One such plan, the Central States Retirement Fund, which managed the pension funds of more than 600,000 Teamsters members, lost more than $11 billion in the financial crisis, falling 42% in just 15 months.

By 2018, more than 15% of multiemployer pension plans are “likely to become insolvent by 2037 and run out of funds to pay benefits owed to participants.”

“Workers with insolvent MPPs will likely face significant reductions in pension benefits. As a result, approximately 2 million union workers in more than 200 MPPs are at risk of not receiving all the benefits they need to support themselves and their families in retirement,” the report said.

US Senator Sherrod Brown from Ohio introduced the bill, Butch Lewis Act of 2017which was aimed at maintaining these funds, but it stalled in committee.
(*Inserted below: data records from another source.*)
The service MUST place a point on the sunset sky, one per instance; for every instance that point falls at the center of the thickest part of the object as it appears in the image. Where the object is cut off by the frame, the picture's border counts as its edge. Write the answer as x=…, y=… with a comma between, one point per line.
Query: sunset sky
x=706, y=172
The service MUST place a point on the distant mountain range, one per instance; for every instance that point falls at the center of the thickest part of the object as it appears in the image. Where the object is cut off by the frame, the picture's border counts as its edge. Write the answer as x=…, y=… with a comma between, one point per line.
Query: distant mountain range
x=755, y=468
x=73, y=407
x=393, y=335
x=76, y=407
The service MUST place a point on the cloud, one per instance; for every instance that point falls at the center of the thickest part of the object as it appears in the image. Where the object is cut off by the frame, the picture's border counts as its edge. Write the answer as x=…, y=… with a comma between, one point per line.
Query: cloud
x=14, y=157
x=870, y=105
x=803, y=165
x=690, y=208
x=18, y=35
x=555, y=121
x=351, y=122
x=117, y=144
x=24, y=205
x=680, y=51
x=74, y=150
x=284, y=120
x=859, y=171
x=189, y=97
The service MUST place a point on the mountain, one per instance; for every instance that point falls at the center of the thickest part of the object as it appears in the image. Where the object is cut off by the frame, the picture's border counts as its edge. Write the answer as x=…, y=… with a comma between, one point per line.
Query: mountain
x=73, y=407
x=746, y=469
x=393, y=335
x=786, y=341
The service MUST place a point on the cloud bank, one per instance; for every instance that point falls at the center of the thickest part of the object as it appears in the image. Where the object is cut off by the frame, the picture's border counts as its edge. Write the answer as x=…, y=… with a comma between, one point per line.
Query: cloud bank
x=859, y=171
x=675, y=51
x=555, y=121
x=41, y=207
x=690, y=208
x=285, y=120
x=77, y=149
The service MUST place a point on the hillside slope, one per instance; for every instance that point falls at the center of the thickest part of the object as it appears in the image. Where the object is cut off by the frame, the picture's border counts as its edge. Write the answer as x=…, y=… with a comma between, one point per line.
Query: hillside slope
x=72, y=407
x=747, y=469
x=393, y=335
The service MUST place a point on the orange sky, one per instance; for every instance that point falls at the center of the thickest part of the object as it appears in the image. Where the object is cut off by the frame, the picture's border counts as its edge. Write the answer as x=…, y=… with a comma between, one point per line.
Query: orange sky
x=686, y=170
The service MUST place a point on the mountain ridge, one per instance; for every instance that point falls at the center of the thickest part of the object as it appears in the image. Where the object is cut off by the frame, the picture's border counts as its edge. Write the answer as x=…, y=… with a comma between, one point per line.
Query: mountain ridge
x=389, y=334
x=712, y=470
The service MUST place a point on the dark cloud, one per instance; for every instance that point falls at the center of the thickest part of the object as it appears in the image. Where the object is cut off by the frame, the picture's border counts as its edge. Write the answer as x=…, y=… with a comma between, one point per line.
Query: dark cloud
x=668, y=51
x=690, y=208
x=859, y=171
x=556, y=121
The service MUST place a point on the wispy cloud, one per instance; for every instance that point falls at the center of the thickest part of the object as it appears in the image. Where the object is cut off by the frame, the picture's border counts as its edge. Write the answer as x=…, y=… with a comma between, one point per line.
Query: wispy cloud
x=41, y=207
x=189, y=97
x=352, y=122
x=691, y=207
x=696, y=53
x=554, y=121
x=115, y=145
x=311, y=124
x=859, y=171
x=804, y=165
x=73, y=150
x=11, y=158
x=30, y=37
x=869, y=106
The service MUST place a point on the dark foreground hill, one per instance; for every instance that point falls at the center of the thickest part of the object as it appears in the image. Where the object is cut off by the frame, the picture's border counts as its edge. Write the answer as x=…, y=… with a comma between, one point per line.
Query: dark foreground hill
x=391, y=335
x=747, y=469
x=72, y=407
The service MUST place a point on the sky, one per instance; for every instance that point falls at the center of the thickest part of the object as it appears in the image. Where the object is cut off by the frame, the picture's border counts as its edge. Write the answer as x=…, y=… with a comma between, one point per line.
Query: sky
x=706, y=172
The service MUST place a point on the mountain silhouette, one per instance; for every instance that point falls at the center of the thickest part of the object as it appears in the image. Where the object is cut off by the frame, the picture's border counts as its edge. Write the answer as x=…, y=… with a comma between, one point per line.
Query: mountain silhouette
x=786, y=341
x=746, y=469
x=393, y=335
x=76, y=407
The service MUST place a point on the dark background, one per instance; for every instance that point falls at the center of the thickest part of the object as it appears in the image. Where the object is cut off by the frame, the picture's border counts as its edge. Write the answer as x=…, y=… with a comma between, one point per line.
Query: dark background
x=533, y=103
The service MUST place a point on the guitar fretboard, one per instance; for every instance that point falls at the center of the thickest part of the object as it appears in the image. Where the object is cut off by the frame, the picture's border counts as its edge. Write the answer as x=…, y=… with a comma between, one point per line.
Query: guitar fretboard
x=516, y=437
Meanwhile, the problem remained, and by 2021, amid the fallout from the COVID-19 pandemic, “the threat to workers’ pensions has increased. At the time, about 1.3 million MPP participants were on the verge of insolvency, putting up to 98% of their retirement income at risk” by 2025.

The problem was resolved, the Warren report said, with the passage of the American Rescue Plan Act, which included the Brown bill of 2017 and which only came about thanks to the actions of Democratic lawmakers in Congress and the Biden-Harris administration.

“The Union Pension Preservation Act passed despite the opposition of all Republican members of Congress, with Vice President Harris casting the deciding vote,” the report said.

Thanks to ARPA, the Pension Benefit Guaranty Corporation that insured those plans was secured for “at least 20 years,” and potentially insolvent pensions are now covered until 2051, the report said.

This includes pensions covering “640,332 participants in the transport industry, 61,474 participants
construction industry, 50,238 from the entertainment industry, 445 from the fishing industry, 5,248 from the hospitality industry, 245,897 from the manufacturing industry, 163,414 from the printing industry and 204,170 from the service industry”, and “more than 35,000 union workers and retirees living in Massachusetts.”

A spokesman for Republican John Deaton, who is running against Warren in the 2024 election, said Warren’s report did not mention families she did not help.